Further, to address the underreporting and recording of all units produced, you implemented and provided a copy of SOP 14-001. This appears adequate.
Should you continue to compound and distribute drug products that do not meet the conditions of section 503B, the compounding and distribution of your drugs would be subject to the new drug approval requirement, the requirement to label drug products with adequate directions for use, and the Drug Supply Chain Security Act requirements.

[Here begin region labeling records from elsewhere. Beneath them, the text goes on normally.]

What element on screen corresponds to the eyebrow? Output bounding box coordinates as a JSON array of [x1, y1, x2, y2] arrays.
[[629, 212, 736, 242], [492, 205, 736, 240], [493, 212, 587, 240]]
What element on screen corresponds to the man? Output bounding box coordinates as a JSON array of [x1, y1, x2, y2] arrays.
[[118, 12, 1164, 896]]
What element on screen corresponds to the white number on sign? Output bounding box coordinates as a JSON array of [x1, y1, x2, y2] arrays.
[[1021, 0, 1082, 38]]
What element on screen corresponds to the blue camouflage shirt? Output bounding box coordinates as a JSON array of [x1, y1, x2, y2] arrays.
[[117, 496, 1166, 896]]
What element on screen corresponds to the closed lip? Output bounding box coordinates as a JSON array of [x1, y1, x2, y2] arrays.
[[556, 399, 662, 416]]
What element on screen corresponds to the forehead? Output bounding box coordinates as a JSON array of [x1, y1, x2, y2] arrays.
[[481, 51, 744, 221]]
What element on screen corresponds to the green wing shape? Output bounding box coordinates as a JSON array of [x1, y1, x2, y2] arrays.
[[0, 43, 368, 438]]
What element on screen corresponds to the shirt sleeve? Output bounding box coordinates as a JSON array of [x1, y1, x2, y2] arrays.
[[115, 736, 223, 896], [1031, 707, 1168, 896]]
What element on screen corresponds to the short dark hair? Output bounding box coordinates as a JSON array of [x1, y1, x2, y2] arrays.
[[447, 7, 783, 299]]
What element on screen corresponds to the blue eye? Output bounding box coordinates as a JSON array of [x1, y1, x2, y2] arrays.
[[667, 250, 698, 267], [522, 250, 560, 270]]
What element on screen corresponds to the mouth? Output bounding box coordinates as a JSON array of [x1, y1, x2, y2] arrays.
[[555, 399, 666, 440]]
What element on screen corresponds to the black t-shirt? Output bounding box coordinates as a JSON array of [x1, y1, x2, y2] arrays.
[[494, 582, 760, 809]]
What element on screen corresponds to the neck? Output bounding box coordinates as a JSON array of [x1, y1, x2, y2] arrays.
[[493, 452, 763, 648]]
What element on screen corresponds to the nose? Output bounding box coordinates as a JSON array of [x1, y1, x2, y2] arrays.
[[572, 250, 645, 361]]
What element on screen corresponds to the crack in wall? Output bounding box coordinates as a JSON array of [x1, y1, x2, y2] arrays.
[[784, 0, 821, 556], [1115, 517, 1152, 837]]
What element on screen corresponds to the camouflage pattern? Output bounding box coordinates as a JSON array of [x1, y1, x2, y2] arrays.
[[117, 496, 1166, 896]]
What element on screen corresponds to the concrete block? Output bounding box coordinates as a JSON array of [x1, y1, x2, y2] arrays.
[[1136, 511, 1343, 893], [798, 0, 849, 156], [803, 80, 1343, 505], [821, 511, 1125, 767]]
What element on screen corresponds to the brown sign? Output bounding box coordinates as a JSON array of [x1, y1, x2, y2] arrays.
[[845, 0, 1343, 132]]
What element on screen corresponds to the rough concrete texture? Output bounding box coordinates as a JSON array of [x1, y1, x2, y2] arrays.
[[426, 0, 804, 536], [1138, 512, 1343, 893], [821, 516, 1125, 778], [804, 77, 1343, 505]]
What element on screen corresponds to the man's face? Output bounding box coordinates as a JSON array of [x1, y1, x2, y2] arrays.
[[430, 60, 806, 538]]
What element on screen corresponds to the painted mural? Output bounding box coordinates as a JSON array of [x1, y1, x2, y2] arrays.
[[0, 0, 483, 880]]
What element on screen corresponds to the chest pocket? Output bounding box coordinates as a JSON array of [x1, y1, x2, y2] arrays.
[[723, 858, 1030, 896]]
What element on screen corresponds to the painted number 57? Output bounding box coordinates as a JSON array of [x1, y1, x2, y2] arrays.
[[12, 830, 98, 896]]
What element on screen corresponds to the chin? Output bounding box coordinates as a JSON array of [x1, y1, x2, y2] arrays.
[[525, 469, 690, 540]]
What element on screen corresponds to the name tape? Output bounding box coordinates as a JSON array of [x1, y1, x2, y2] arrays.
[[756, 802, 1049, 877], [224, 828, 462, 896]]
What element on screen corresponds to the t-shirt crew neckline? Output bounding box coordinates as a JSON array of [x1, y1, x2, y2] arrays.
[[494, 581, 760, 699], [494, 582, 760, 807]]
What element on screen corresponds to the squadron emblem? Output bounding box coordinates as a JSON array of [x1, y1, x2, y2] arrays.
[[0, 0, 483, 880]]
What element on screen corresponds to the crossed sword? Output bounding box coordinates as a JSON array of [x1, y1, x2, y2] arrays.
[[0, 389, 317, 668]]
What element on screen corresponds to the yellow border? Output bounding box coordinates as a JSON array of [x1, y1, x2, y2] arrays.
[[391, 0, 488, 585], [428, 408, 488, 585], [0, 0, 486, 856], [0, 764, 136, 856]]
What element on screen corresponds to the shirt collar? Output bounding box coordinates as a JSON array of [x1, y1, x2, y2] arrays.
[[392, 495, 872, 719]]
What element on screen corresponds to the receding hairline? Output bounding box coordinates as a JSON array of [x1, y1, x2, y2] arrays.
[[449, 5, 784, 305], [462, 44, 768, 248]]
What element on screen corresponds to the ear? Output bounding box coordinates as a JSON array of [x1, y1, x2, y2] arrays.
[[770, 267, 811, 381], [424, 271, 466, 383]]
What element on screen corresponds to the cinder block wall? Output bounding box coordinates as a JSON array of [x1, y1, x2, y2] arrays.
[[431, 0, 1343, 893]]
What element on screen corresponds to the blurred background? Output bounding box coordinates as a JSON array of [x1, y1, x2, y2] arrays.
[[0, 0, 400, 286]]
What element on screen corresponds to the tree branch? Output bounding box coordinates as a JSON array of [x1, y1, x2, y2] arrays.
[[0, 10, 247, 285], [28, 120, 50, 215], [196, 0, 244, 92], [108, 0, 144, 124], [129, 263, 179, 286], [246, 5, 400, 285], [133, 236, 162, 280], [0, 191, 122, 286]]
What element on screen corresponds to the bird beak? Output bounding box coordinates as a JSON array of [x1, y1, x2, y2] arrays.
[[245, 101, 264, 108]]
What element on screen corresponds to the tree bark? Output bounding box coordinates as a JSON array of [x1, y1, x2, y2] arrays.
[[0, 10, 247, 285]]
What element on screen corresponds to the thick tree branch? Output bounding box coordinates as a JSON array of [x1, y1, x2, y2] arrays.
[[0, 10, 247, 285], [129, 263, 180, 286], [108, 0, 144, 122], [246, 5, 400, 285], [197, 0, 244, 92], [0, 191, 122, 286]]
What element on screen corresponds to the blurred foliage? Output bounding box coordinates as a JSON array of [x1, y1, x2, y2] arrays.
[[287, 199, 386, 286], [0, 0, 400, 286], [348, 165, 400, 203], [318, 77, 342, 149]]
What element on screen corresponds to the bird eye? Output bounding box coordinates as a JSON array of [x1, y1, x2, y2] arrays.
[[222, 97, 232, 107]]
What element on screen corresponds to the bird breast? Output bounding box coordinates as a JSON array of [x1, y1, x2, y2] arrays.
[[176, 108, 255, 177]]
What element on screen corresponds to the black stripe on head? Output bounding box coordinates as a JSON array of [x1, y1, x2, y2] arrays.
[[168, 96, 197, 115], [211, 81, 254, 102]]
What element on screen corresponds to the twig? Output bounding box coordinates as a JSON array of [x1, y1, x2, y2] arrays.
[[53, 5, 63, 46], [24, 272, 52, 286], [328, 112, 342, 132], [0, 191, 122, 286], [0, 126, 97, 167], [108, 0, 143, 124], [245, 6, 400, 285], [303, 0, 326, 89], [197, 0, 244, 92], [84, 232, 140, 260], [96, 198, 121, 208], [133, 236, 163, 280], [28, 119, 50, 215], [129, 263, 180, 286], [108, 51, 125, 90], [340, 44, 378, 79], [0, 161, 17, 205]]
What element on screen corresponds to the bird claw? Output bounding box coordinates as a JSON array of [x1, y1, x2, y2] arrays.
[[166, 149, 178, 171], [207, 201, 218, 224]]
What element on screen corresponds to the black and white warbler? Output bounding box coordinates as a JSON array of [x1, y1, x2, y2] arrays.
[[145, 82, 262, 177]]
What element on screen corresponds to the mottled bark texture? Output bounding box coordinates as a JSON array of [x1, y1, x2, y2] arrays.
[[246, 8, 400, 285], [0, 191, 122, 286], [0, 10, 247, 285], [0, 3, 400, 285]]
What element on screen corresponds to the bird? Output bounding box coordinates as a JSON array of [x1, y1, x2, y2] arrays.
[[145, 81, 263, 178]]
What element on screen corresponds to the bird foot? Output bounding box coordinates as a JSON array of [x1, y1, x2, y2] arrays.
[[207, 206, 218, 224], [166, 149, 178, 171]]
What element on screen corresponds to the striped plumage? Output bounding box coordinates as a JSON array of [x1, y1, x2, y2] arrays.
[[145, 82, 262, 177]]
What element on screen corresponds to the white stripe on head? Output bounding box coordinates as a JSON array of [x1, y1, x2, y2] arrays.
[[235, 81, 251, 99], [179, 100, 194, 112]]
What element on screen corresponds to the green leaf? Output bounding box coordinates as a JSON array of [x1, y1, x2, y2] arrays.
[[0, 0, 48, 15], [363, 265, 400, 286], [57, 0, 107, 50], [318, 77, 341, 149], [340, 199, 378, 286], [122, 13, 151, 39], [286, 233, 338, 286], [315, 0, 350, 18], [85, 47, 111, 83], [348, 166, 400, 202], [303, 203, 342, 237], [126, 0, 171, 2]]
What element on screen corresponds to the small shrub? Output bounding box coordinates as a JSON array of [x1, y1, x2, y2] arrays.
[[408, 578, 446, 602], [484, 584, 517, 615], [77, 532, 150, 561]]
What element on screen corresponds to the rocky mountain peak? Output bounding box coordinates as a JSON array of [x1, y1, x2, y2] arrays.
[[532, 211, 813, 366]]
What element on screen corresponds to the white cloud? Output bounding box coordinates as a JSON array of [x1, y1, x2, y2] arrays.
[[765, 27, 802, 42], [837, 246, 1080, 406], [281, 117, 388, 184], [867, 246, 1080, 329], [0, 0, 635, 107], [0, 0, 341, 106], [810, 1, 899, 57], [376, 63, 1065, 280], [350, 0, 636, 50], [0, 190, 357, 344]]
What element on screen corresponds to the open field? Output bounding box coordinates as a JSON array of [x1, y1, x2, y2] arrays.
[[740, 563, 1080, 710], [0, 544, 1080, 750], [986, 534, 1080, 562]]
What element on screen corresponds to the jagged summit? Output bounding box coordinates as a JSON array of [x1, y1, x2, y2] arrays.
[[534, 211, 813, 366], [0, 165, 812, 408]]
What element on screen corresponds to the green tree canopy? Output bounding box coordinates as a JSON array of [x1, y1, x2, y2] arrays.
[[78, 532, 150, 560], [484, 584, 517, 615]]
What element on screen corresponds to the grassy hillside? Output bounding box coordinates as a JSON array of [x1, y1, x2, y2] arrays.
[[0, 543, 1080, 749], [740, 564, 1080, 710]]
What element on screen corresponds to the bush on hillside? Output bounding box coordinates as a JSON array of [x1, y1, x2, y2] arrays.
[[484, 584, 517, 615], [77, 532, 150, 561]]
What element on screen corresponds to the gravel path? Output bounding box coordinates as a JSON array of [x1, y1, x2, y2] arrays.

FDA strongly recommends that your management first undertake a comprehensive assessment of operations, including facility design, procedures, personnel, processes, maintenance, materials, and systems. In particular, this review should assess your aseptic processing operations. A third party consultant with relevant sterile drug manufacturing expertise should assist you in conducting this comprehensive evaluation.
E. Conclusion
The violations cited in this letter are not intended to be an all-inclusive statement of violations at your facility. You are responsible for investigating and determining the causes of the violations identified above and for preventing their recurrence or the occurrence of other violations. It is your responsibility to ensure that your firm complies with all requirements of federal law, including FDA regulations.
You should take prompt action to correct the violations cited in this letter. Failure to promptly correct these violations may result in legal action without further notice, including, without limitation, seizure and injunction.
Within fifteen working days of receipt of this letter, please notify this office in writing of the specific steps that you have taken to correct violations. Please include an explanation of each step being taken to prevent the recurrence of violations, as well as copies of related documentation. If you do not believe that the products discussed above are in violation of the FDCA, include your reasoning and any supporting information for our consideration. If you cannot complete corrective action within 15 working days, state the reason for the delay and the time within which you will complete the correction.
Your written notification should refer to the Warning Letter Number above (526405). Please address your reply to:
CDR Steven E. Porter, Jr.
Director, Division of Pharmaceutical Quality Operations IV
United States Food and Drug Administration
19701 Fairchild
Irvine, California 92612-2506
If you have questions regarding the contents of this letter, please contact Maria P. Kelly-Doggett, Compliance Officer, via email to maria.kelly-doggett@fda.hhs.gov or by phone at (425) 302-0427 and reference unique identifier 526405.
Sincerely,
/S/
CDR Steven E. Porter, Jr.
Director, Division of Pharmaceutical Quality Operations IV
[1] See Pub. L. No. 113-54, § 102(a), 127 Stat. 587, 587-588 (2013).
[2] We remind you that there are conditions, other than those discussed in this letter, that must be satisfied to qualify for the exemptions in section 503B of the FDCA.
[3] Your compounded drug products are not exempted from the requirements of section 502(f)(1) of the FDCA by regulations issued by the FDA (see, e.g., 21 CFR 201.115).